Is Sale of Land Vatable?
The General Concensus amongst professionals is that Land does not qualify as a good or a service and as such is not “vatable”. If the provisions of Section 1 & 2 of the Land Use Act is anything to go by, then Land by Law belongs to the State and not to any one individual. That is why Land is always classified in the Balance Sheet of companies as a “Leasehold” rather than a “Freehold”. What you actually own is right to occupy that land for a 99 year period 0r less depending on the unused leasehold of the land. For Mike, he has therefore sold the right to the occupancy of that land to someone else for a value of ₦20M. Is that right therefore a “good or service”? Most Tax Consultants and indeed Lawyers will say no in reference to the dictionary which in its definition implies a right being intangible is not a good and certainly not a service. Further enquiries from Tax Consultants and staff of the FIRS seem to buttress this view.
My Take : Proceeds from “Sale of Land” is generally not subject to Value Added Tax.
Is Sale of an Oil Mining Lease Vatable?
This question is easier to answer thanks to an already decided Case between CNOOC and the FIRS over proceeds of an Oil Mining Lease sold by the Plaintiff to another party. The Court had ruled that Vat was not chargeable on that transaction as the rights “do not constitute either good or service”. Therefore XYZ Oil and Gas is not expected to charge and remit vat on the proceeds of the sale of the lease.
My Take: By Judicial Precedence, tax should not be paid on transfer of right to an Oil Mining Lease. Indeed it should not be paid on lease on a transfer of right to mine any natural resource in Nigeria.
Is Rent on Residential Property and Commercial Property subject to VAT?
This is another issue that is contentious and one which the FIRS has taken a decision based policy. The FIRS in their schedule of exempted items, included proceeds from rent paid on Residential Property as an exempted item. Therefore, by inference proceeds from rent on a commercial property is subject to Vat. Whether “rent” can be considered a service by definition is another issue and one that may be explored in the courts.
My Verdict: By Policy inference, Vat is currently payable on proceeds from rent of commercial properties. As per diplomats, the law is quite clear, they are exempted from paying VAT. Vat is also not payable on proceeds from rent of a residential property.
Other things to consider
Whilst VAT may not be payable on sale of a right to the ownership of a land, what about the sale of property? For example a real estate firm that is into the business of developing and selling property units, should the proceeds on the sale of that property be subject to VAT? In this case, property units may be considered by some as a merchandise for the company and as such may in substance may be referred to as a good and therefore subject to VAT. But a merchandise in its definition is also referred to as a moveable item which a house certainly is not. Therefore, shouldn’t it for that reason also be excluded from transaction that are subject to VAT?

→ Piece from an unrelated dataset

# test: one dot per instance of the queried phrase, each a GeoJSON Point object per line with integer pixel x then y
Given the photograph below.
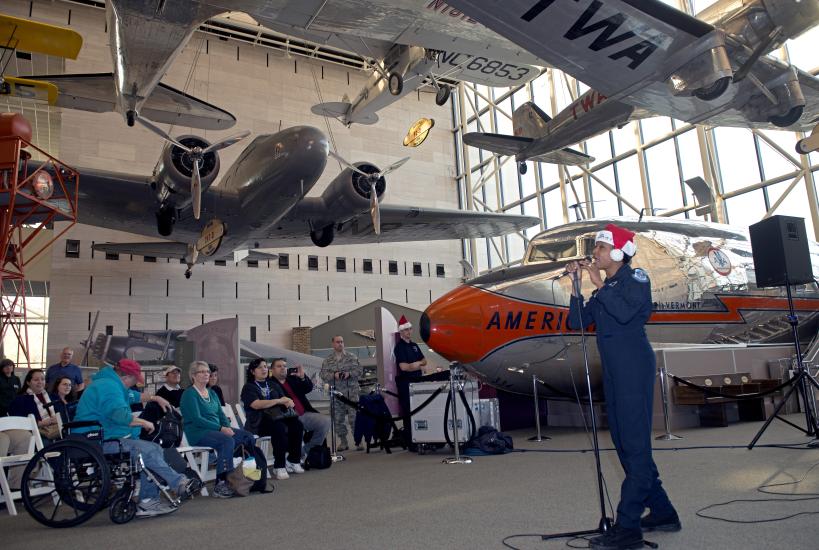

That is why proceeds from sale of some moveable fixed asset items such as plant and machinery, computer equipments, furniture and fittings, industrial equipments are subject to a 5% VAT. Even intangibles such as proceeds on sale software licenses are subject to Value Added Tax in most cases.
It is almost certain that the Value Added Tax Act (VATA) will be amended in due course to address some of the confusion and controversies surrounding the current act. For now, reason over policy is a safer route to winning arguments that may arise as to what should be subject to VAT and what should not.